Who are the best alternatives to Kiril Despodov?
The top alternatives to Kiril Despodov based on AI DNA playing style analysis include: Jean-Luc Dompé, Milot Rashica, Darko Churlinov, Moussa Djenepo, Federico Bernardeschi. These players were matched using Rising Transfers' 768-dimension DNA model across playing style, pressing intensity, and tactical fit — not just position or market value.
Which players are similar to Kiril Despodov in 2026?
Players with a similar profile to Kiril Despodov in 2026 include Jean-Luc Dompé (€3.5M), Milot Rashica (€4.0M), Darko Churlinov (€3.5M). For a deeper DNA-level comparison including playing style, physical attributes, and tactical fit, ask Rising Transfers' AI directly.

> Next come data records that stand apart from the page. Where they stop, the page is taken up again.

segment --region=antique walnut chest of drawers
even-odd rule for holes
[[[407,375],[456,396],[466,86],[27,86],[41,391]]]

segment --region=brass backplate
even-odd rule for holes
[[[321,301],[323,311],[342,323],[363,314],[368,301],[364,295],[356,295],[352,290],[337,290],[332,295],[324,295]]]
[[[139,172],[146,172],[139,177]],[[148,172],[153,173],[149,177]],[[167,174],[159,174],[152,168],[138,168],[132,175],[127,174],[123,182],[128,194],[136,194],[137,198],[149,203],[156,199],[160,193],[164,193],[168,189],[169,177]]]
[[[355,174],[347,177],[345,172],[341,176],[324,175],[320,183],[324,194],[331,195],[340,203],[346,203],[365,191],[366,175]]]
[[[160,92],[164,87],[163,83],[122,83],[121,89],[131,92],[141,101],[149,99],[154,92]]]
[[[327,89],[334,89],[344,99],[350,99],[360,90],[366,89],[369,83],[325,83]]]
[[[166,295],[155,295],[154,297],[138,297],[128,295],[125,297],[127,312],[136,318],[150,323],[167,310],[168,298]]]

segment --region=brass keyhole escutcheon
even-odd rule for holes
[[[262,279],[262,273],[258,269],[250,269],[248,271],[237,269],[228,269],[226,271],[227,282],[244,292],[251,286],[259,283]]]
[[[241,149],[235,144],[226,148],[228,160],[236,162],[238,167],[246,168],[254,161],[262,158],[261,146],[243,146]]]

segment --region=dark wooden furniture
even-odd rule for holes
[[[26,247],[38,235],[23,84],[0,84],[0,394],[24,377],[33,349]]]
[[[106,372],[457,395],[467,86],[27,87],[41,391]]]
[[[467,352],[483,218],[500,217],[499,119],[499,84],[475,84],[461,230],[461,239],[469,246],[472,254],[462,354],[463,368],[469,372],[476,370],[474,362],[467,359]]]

What position does Kiril Despodov play and who plays similarly?
Kiril Despodov plays as a Attacker. Players with a comparable positional profile include Jean-Luc Dompé (France, €3.5M); Milot Rashica (Kosovo, €4.0M); Darko Churlinov (Macedonia, €3.5M); Moussa Djenepo (Mali, €15.7M).
How does Rising Transfers find similar players?
Rising Transfers uses a proprietary 768-dimension Player DNA model trained on 3.2 million match events. Each player is represented as a vector across 35+ per-90 metrics including pressing intensity, passing footprint, dribbling profile, and defensive contribution. Similarity is measured using cosine distance — the same technique used in state-of-the-art AI systems — making it the most precise player comparison tool available publicly.